Challenge 32: design high availability for Non-Relational Data

Estimated Time and Cost

60-90 min | Estimated cost: $15-30 | Exam Weight: 15-20%

Introduction

BattleForge Games is a global mobile gaming company with 25 million daily active players across North America, Europe, and Asia-Pacific. Their flagship game stores player profiles, inventory, progression data, and real-time match state in Azure Cosmos DB (NoSQL API) with multi-region writes. Game assets (textures, audio, 3D models totaling 5 TB) are served from Azure Blob Storage through Azure CDN for fast loading.
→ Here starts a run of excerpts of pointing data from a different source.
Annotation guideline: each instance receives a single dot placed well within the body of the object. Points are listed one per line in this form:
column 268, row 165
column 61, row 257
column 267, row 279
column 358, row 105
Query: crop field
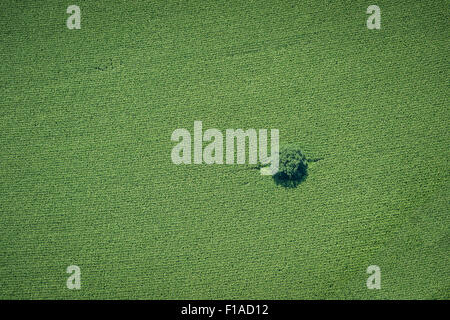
column 86, row 176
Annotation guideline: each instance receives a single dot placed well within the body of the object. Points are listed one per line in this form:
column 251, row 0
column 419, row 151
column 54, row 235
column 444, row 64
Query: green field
column 86, row 176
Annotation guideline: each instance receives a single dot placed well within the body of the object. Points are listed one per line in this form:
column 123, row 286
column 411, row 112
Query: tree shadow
column 281, row 179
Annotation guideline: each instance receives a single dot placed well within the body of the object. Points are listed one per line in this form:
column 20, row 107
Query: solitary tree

The gaming industry demands extreme availability: if players cannot access their profiles or game assets, they switch to a competitor within minutes. BattleForge requires that player profiles be writable from any region with less than 100ms latency, game assets must be available even if an entire Azure region goes down, and match state updates must be consistent across all players in a match (regardless of their geographic location).
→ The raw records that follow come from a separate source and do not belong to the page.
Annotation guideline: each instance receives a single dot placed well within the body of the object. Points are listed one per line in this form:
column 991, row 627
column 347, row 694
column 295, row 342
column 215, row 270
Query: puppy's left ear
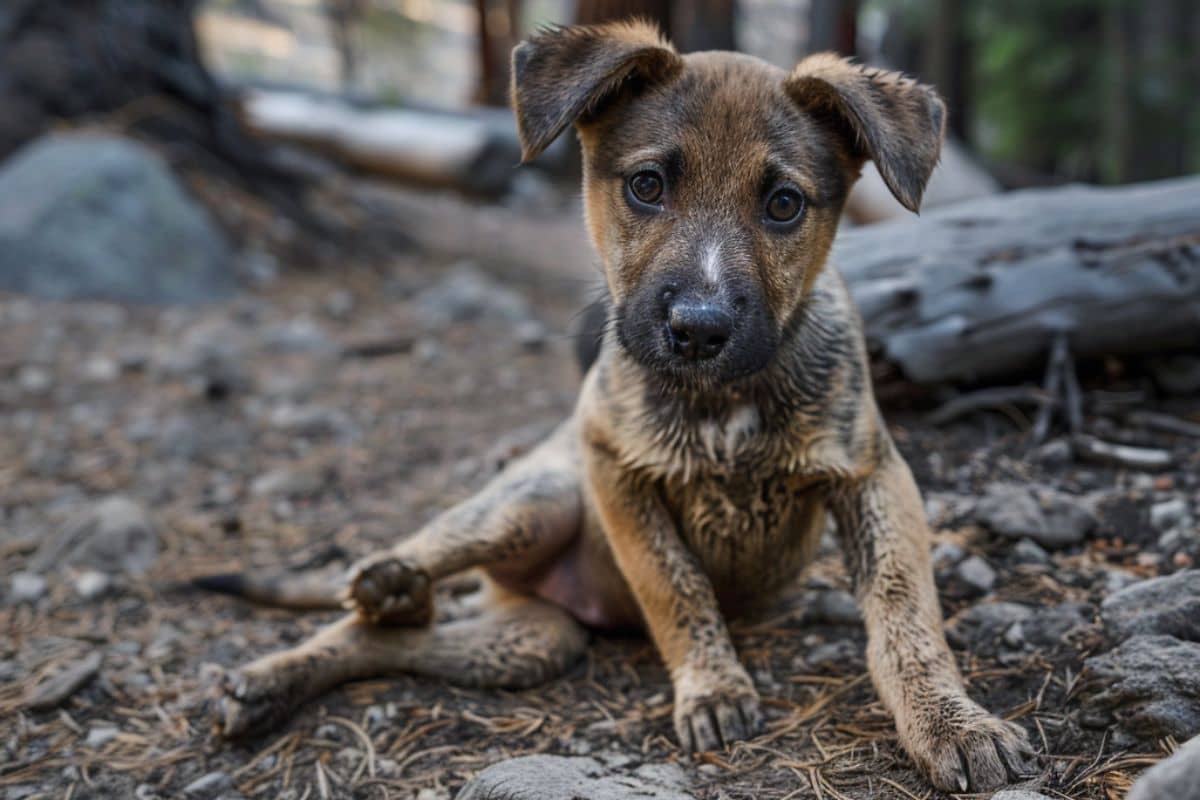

The primary technical challenge is balancing consistency vs. availability in Cosmos DB. Multi-region writes provide the lowest latency but introduce conflict resolution complexity. The storage layer must provide continuous access to 5 TB of game assets even during regional failures, without requiring players to experience loading delays. BattleForge has a budget of $8,000/month for their data tier (excluding compute).

Exam skills covered

Recommend a high availability solution for semi-structured and unstructured data

Design tasks

Part 1: Cosmos DB Multi-Region write configuration

Design the Cosmos DB deployment for player profiles:
- Account deployed to 3 regions: East US, West Europe, Japan East
- Multi-region writes enabled (players write to nearest region)
- Document the conflict resolution policy options:
  - Last Writer Wins (LWW) - automatic, uses timestamp
  - Custom conflict resolution - stored procedure
  - Which is appropriate for player profiles?
Evaluate the five Cosmos DB consistency levels and select the appropriate one for each workload:

Cosmos DB Consistency Levels

Click each cell to reveal the answer. Think about your answer first!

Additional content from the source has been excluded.